二次創作小説(紙ほか)※倉庫ログ
- Re: 【銀魂】−白い絆− last up.091014 ( No.6 )
- 日時: 2009/10/20 20:55
- 名前: 暁月 ◆1pEIfYwjr. (ID: mdybEL6F)
- 日が沈んで辺りが真っ暗になった頃。身体を刺す様な寒さは秋とは思えない程。走った所為だろう、心臓がばくばくいってる。そして体が熱い。 
 突然いなくなった零を皆で手分けをして探しているのだ。松陽先生は今にも寝込んでしまうのでは、と思う程慌てていた。
 そして何分か外に出て目が慣れてきた頃、少し離れた所の気の辺りに人影が見えた。間違いないな、きっと零だ。
 草履と足袋を脱ぎ、裸足で一気に駆け出した。夜露
 がほんの少し冷たい。
 「こんな所に居たのか」
 ぜぇぜぇと息を切らした晋助が零の隣に立った。零は木に凭れ掛かり山座りをして小さくなって泣いていた。初めて会ったときから持っていた刀を抱いて。
 零は晋助を見ると普段は細めの眼をぱっちりと見開き驚いた。晋助はその隣でずるずる力が抜けたように座り込んだ。膝と膝がぶつかるとぱしん、と膝を叩かれ幾つか間を開けられた。
 「何で来たの」
 ずびずびと鼻水を啜って、必死に紡いだ零の言葉。くす、と笑って晋助は
 「今まで俺、銀時達にかくれんぼで負けた事ねーもん」
 先生が心配してる、と零に聞こえるか聞こえないかぐらいの小さな声で言った。
 「銀時に何か言われたのか?」
 ぎゅっと自分の着物の橋を掴んで小さくなって顔を伏せる零に近付き髪を撫でながらそう言ってみた。
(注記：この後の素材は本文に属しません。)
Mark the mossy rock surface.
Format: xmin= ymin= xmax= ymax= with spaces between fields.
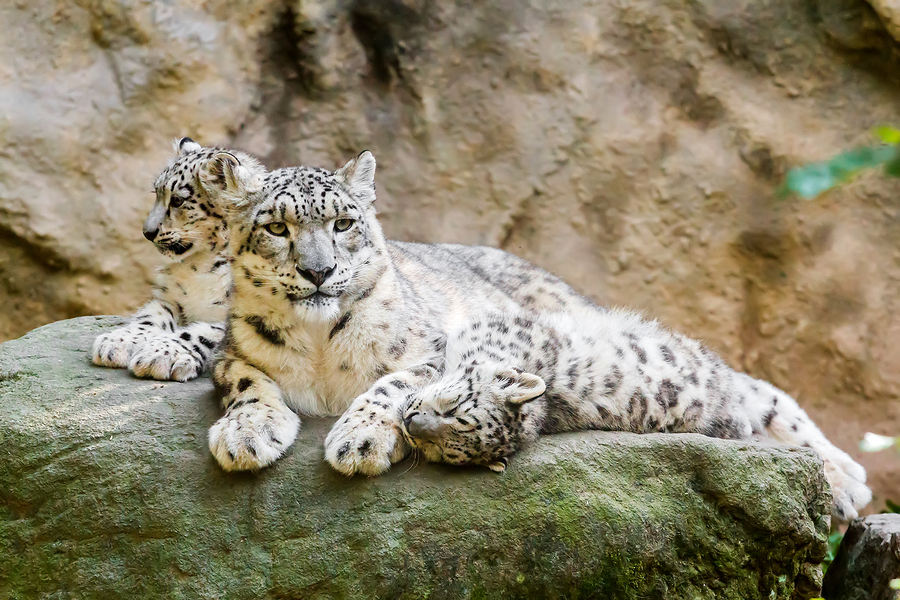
xmin=1 ymin=317 xmax=829 ymax=599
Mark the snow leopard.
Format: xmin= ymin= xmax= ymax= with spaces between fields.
xmin=92 ymin=138 xmax=264 ymax=381
xmin=398 ymin=308 xmax=872 ymax=520
xmin=203 ymin=150 xmax=599 ymax=473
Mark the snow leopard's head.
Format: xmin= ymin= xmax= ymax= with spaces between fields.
xmin=400 ymin=364 xmax=546 ymax=472
xmin=223 ymin=151 xmax=387 ymax=323
xmin=145 ymin=138 xmax=263 ymax=260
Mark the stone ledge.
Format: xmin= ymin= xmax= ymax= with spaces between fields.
xmin=0 ymin=317 xmax=829 ymax=599
xmin=823 ymin=514 xmax=900 ymax=600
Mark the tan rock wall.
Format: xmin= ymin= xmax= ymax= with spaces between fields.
xmin=2 ymin=0 xmax=899 ymax=506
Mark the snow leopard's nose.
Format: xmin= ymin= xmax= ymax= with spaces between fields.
xmin=143 ymin=202 xmax=166 ymax=242
xmin=405 ymin=413 xmax=442 ymax=440
xmin=402 ymin=412 xmax=416 ymax=432
xmin=297 ymin=265 xmax=334 ymax=287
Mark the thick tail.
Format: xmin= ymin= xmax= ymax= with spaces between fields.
xmin=737 ymin=374 xmax=872 ymax=520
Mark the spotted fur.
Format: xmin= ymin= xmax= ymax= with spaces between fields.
xmin=92 ymin=138 xmax=264 ymax=381
xmin=400 ymin=308 xmax=872 ymax=520
xmin=206 ymin=151 xmax=597 ymax=473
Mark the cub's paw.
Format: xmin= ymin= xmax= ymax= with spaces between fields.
xmin=92 ymin=328 xmax=145 ymax=368
xmin=325 ymin=403 xmax=407 ymax=476
xmin=208 ymin=400 xmax=300 ymax=471
xmin=128 ymin=337 xmax=203 ymax=382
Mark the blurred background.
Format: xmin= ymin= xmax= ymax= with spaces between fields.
xmin=2 ymin=0 xmax=899 ymax=509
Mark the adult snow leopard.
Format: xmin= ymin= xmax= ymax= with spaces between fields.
xmin=397 ymin=308 xmax=871 ymax=520
xmin=92 ymin=138 xmax=264 ymax=381
xmin=204 ymin=151 xmax=598 ymax=473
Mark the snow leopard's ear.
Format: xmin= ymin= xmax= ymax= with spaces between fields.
xmin=494 ymin=367 xmax=546 ymax=405
xmin=485 ymin=457 xmax=509 ymax=473
xmin=200 ymin=151 xmax=263 ymax=206
xmin=334 ymin=150 xmax=376 ymax=204
xmin=175 ymin=136 xmax=202 ymax=155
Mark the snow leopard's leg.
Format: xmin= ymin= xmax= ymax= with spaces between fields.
xmin=208 ymin=355 xmax=300 ymax=471
xmin=92 ymin=299 xmax=178 ymax=368
xmin=128 ymin=321 xmax=225 ymax=382
xmin=737 ymin=373 xmax=872 ymax=520
xmin=325 ymin=363 xmax=440 ymax=476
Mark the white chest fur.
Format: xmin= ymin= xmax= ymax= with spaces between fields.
xmin=157 ymin=256 xmax=230 ymax=325
xmin=232 ymin=318 xmax=397 ymax=416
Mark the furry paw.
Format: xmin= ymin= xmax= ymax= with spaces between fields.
xmin=325 ymin=401 xmax=407 ymax=476
xmin=128 ymin=337 xmax=203 ymax=382
xmin=825 ymin=461 xmax=873 ymax=521
xmin=831 ymin=448 xmax=868 ymax=484
xmin=92 ymin=327 xmax=146 ymax=368
xmin=208 ymin=400 xmax=300 ymax=471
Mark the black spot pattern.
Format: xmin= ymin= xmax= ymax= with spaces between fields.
xmin=330 ymin=312 xmax=352 ymax=340
xmin=245 ymin=315 xmax=285 ymax=345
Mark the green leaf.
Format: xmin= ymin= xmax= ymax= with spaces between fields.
xmin=885 ymin=154 xmax=900 ymax=178
xmin=822 ymin=531 xmax=844 ymax=574
xmin=874 ymin=126 xmax=900 ymax=145
xmin=783 ymin=145 xmax=899 ymax=199
xmin=782 ymin=164 xmax=837 ymax=199
xmin=884 ymin=498 xmax=900 ymax=513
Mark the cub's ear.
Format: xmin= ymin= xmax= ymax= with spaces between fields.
xmin=200 ymin=151 xmax=262 ymax=200
xmin=334 ymin=150 xmax=376 ymax=204
xmin=494 ymin=368 xmax=546 ymax=405
xmin=176 ymin=136 xmax=202 ymax=155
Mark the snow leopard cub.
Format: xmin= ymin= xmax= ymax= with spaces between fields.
xmin=92 ymin=138 xmax=264 ymax=381
xmin=400 ymin=307 xmax=871 ymax=520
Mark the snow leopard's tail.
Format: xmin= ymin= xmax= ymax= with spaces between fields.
xmin=736 ymin=373 xmax=872 ymax=520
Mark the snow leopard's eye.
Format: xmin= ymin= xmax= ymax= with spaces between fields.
xmin=265 ymin=222 xmax=288 ymax=237
xmin=169 ymin=195 xmax=186 ymax=208
xmin=334 ymin=218 xmax=355 ymax=232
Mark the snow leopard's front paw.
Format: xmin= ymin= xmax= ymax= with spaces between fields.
xmin=325 ymin=400 xmax=408 ymax=476
xmin=208 ymin=400 xmax=300 ymax=472
xmin=92 ymin=327 xmax=145 ymax=368
xmin=824 ymin=461 xmax=873 ymax=521
xmin=128 ymin=336 xmax=203 ymax=382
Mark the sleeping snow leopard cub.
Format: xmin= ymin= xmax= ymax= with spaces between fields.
xmin=203 ymin=150 xmax=598 ymax=473
xmin=399 ymin=308 xmax=872 ymax=520
xmin=92 ymin=138 xmax=264 ymax=381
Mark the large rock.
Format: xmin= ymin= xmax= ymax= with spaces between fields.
xmin=1 ymin=318 xmax=830 ymax=598
xmin=822 ymin=514 xmax=900 ymax=600
xmin=0 ymin=0 xmax=893 ymax=506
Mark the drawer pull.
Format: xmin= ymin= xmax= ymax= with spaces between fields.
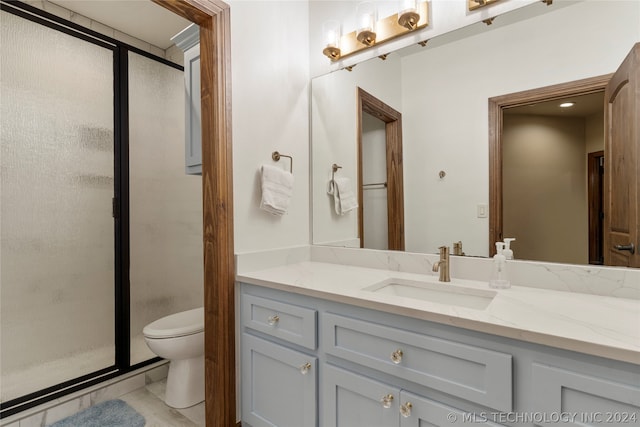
xmin=267 ymin=314 xmax=280 ymax=326
xmin=299 ymin=362 xmax=312 ymax=375
xmin=390 ymin=349 xmax=404 ymax=364
xmin=400 ymin=402 xmax=413 ymax=418
xmin=380 ymin=394 xmax=394 ymax=409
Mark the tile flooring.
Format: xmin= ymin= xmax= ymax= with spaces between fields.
xmin=121 ymin=379 xmax=206 ymax=427
xmin=1 ymin=363 xmax=205 ymax=427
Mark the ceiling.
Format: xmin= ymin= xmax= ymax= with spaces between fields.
xmin=504 ymin=91 xmax=605 ymax=118
xmin=50 ymin=0 xmax=191 ymax=49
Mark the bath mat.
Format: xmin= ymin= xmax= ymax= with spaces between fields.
xmin=47 ymin=399 xmax=145 ymax=427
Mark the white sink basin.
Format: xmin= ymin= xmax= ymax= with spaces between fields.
xmin=362 ymin=278 xmax=496 ymax=310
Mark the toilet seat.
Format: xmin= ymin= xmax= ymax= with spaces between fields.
xmin=143 ymin=307 xmax=203 ymax=339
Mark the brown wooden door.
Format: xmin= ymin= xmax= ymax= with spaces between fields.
xmin=358 ymin=88 xmax=405 ymax=251
xmin=604 ymin=43 xmax=640 ymax=267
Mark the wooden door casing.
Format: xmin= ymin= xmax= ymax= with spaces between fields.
xmin=357 ymin=88 xmax=405 ymax=251
xmin=488 ymin=75 xmax=611 ymax=256
xmin=587 ymin=151 xmax=605 ymax=265
xmin=151 ymin=1 xmax=235 ymax=425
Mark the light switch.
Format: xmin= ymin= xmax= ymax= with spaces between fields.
xmin=477 ymin=204 xmax=488 ymax=218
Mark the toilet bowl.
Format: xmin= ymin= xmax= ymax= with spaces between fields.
xmin=143 ymin=307 xmax=204 ymax=409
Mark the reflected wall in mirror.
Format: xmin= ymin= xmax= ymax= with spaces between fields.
xmin=311 ymin=0 xmax=640 ymax=267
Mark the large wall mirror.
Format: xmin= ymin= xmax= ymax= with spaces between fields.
xmin=311 ymin=0 xmax=639 ymax=267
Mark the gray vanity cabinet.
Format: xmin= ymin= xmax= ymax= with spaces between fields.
xmin=239 ymin=283 xmax=640 ymax=427
xmin=171 ymin=24 xmax=201 ymax=175
xmin=241 ymin=293 xmax=319 ymax=427
xmin=242 ymin=334 xmax=317 ymax=427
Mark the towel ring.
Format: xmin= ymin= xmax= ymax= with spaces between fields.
xmin=332 ymin=163 xmax=342 ymax=181
xmin=272 ymin=151 xmax=293 ymax=173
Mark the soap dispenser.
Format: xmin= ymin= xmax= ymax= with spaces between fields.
xmin=489 ymin=242 xmax=511 ymax=289
xmin=503 ymin=238 xmax=516 ymax=260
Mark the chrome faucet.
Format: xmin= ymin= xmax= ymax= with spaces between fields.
xmin=432 ymin=246 xmax=450 ymax=282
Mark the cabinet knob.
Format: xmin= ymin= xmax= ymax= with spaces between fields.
xmin=267 ymin=314 xmax=280 ymax=326
xmin=380 ymin=394 xmax=394 ymax=409
xmin=400 ymin=402 xmax=413 ymax=418
xmin=299 ymin=362 xmax=312 ymax=375
xmin=390 ymin=349 xmax=403 ymax=364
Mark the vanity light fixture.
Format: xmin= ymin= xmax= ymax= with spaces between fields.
xmin=398 ymin=0 xmax=420 ymax=30
xmin=356 ymin=2 xmax=377 ymax=46
xmin=322 ymin=20 xmax=341 ymax=60
xmin=468 ymin=0 xmax=500 ymax=11
xmin=321 ymin=1 xmax=429 ymax=62
xmin=559 ymin=102 xmax=575 ymax=108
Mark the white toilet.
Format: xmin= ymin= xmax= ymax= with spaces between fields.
xmin=143 ymin=307 xmax=204 ymax=408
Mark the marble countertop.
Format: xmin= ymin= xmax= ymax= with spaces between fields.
xmin=237 ymin=261 xmax=640 ymax=365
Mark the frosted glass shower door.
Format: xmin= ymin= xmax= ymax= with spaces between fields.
xmin=0 ymin=12 xmax=115 ymax=402
xmin=128 ymin=52 xmax=203 ymax=365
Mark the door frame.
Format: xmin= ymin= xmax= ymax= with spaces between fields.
xmin=587 ymin=150 xmax=605 ymax=265
xmin=488 ymin=74 xmax=611 ymax=255
xmin=152 ymin=1 xmax=235 ymax=425
xmin=357 ymin=87 xmax=405 ymax=250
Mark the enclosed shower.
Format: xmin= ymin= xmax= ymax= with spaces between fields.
xmin=0 ymin=2 xmax=202 ymax=417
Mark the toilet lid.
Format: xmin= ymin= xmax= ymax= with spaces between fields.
xmin=143 ymin=307 xmax=204 ymax=338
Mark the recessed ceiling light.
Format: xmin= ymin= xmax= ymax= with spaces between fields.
xmin=559 ymin=102 xmax=575 ymax=108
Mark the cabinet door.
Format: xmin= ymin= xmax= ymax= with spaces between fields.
xmin=184 ymin=44 xmax=201 ymax=175
xmin=532 ymin=363 xmax=640 ymax=427
xmin=323 ymin=364 xmax=400 ymax=427
xmin=399 ymin=390 xmax=504 ymax=427
xmin=242 ymin=334 xmax=317 ymax=427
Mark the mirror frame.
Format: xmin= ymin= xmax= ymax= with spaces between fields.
xmin=151 ymin=0 xmax=235 ymax=424
xmin=488 ymin=74 xmax=612 ymax=256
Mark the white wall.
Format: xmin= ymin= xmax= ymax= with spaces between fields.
xmin=230 ymin=1 xmax=310 ymax=253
 しかし銀時と零が話していた事全部、ヅラと一緒に立ち聞きしていたのだが。
 
 「ねぇ………大事なもの、って……ある?」
 ふいに零が口を開いた。ぼろぼろとまた零の瞳からは大粒の涙が溢れ、着物に染みの様に広がっていく。顰めた眉がいかにも追いつめられたかの様だ。
 「あるに決まってんだろ」
 と一言、口調に反してほんの少しだけ微笑んで言った。顔をあげた零の頬に手を添えて。
 「大事なものを失くして泣いて。それでびびって遠ざけてちゃ失くしてるのと同じ。どっちも一緒なら、大事なものが無くなってしまった時に泣いた方がよっぽどマシだ」
 頬に添えた手に力を込め零の顔を固定し、瞳を真っ直ぐ見つめて言った。だから逃げるな、と一言付け足して。そして直ぐ、ぼろりと一際大きく綺麗な涙を一粒溢すとそれきり涙を流さなくなった。
 「ありが、と……ごめん、ね……」
 ごしごしと着物の袖で涙を拭うと、晋助に微笑みかけた。今まで見た事も無いとても綺麗な笑顔。
 「逃げないよ。失くさない為にも、守る為にも。たとえ全てを失くしても」
 指切り、と小指を絡めて固く約束をした。ぽん、と頭を撫でてやると、ぐらりと零の身体がぐらついた。間一髪の所で支え切るとすーすーという寝息が聞こえた。
 このクソガキめ、と一言呟き零を背負って皆の待つ学舎へ歩き出した。